Subsequently we proposed another strategy to enhance the adjuvancy of the adenoviral DNA, more specifically we generated a novel oncolytic adenovirus whose genome was enriched of CpG island to iper-stimulate Toll-Like Receptor 9 (TLR9) during capsid disassembly in the endosome (where TLR9 is located) and consequently enhance the vaccine effect. With this work we demonstrated that our new concept of oncolytic adenovirus was able to trigger a tumor-specific immune response significantly better and for longer compared to any other virus present at the moment without altering the toxicity of the agent. This work has been discussed orally at the American Society of Gene and Cell therapy several times and the it has been published in a prestigious journal in the field of gene therapy (An oncolytic adenovirus enhanced for toll-like receptor 9 stimulation increases antitumor immune responses and tumor clearance. Cerullo V. et al., Mol Ther. 2012 Nov;20(11):2076-86. doi: 10.1038/mt.2012.137. Epub 2012 Jul 24).

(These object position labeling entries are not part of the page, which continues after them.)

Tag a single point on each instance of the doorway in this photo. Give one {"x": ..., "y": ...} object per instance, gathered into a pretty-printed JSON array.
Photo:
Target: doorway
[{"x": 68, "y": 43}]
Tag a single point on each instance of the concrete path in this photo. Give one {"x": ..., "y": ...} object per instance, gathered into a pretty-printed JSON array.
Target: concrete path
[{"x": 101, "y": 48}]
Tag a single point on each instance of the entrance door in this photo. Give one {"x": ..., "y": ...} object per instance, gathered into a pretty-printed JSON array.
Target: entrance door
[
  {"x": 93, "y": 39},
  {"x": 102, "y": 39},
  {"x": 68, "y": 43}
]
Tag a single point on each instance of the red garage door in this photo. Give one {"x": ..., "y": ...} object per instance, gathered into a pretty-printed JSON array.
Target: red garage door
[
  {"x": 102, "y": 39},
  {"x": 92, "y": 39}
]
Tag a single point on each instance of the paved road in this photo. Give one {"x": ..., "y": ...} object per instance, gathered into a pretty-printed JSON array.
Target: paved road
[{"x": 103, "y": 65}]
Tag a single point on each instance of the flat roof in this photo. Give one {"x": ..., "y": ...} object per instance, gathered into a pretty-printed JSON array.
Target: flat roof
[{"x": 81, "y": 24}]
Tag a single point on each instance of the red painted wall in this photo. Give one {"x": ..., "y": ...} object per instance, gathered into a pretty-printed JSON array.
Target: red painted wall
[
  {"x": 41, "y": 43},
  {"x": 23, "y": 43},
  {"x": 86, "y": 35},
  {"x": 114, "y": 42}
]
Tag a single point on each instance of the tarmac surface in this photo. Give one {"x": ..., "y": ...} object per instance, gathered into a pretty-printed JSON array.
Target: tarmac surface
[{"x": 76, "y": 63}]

Finally we have generated “super-vector” that has a CpG enriched genome, expresses GMCSF, has a chimeric fiber to better enter cancer cells and finally has double-check control to limit its replication in normal cells even more. The results with this virus are very promising and we are at the moment considering it for a future clinical trials in human cancer patients.

Overall, this grant application (FP7-IRG-MC-PEOPLE) has been for the scientific community and for my career extremely useful. It has contributed to the publication of several very important papers, it has significantly contributed to the advance of my career from postdoc to a tenure-track assistant professor but, most importantly it has contributed to set the science behind several clinical trials and treatments with more than 200 patients treated to date.